DNA purification is a vital process in a variety of molecular assays such as PCR or qPCR as well as DNA sequencing. It removes contaminants, such as proteins, salts and other impurities that can disrupt downstream processes. It also ensures that the desired DNA is present and pure to be further analysed. The quality of DNA can be determined by spectrophotometry, gel electrophoresis and various other methods.

The first step of the process of DNA purification is cell lysis. This is when the cellular structure is disturbed by reagents or detergents like SDS to release DNA. To further cleanse DNA, reagents which denature proteins, such as sodium dodecyl-sulfate or Ethylene Diamine Tetraacetic Acid (EDTA) can be added to denature them. The proteins are removed from the nucleic acids solution by centrifugation and washing. If DNA is present in the sample, a ribonuclease treatment could link be added to further denature the RNA. Then, the nucleic acid is reacted with ethanol that has been cooled to make it distinct from other contaminants.

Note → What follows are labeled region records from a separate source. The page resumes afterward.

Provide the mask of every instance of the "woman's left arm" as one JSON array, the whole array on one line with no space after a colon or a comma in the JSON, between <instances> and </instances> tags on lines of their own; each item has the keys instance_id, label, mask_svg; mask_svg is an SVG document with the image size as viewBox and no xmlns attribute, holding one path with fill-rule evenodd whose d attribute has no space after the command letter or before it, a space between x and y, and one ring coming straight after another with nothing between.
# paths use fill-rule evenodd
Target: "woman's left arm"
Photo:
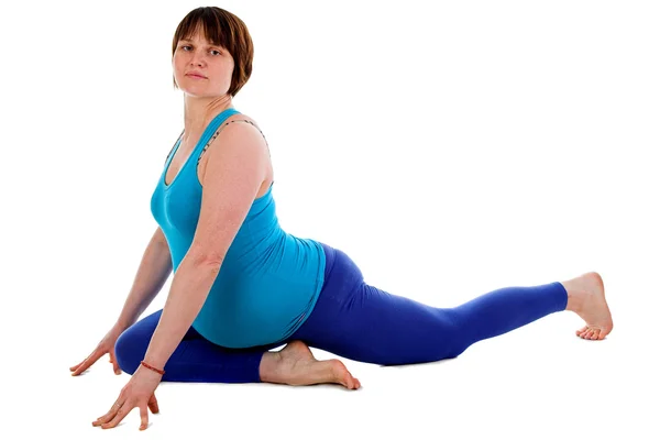
<instances>
[{"instance_id":1,"label":"woman's left arm","mask_svg":"<svg viewBox=\"0 0 660 440\"><path fill-rule=\"evenodd\" d=\"M219 140L219 141L218 141ZM249 124L229 124L208 148L201 177L202 196L193 244L179 264L161 320L146 350L144 362L164 370L167 360L193 324L216 280L224 255L264 182L267 146ZM156 372L142 365L122 389L110 411L92 425L112 428L139 406L142 425L146 408L160 383Z\"/></svg>"}]
</instances>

Ethanol is solvent to eliminate salts or other contaminants from nucleic acids. Researchers can compare results between experiments by using the standard ethanol concentration, which is a great choice for workflows with high-throughput. Other solvents such a chloroform and phenol could be utilized, however they are more harmful and require additional steps to prevent cross-contamination with other proteins or cellular debris. Newer methods can make it easier to complete the process of DNA purification by using ethanol with a low-ionic strength that has been proven to be equally effective as traditional organic solvents in purifying DNA [2626. This is particularly applicable when used in conjunction with spin column-based extract kits.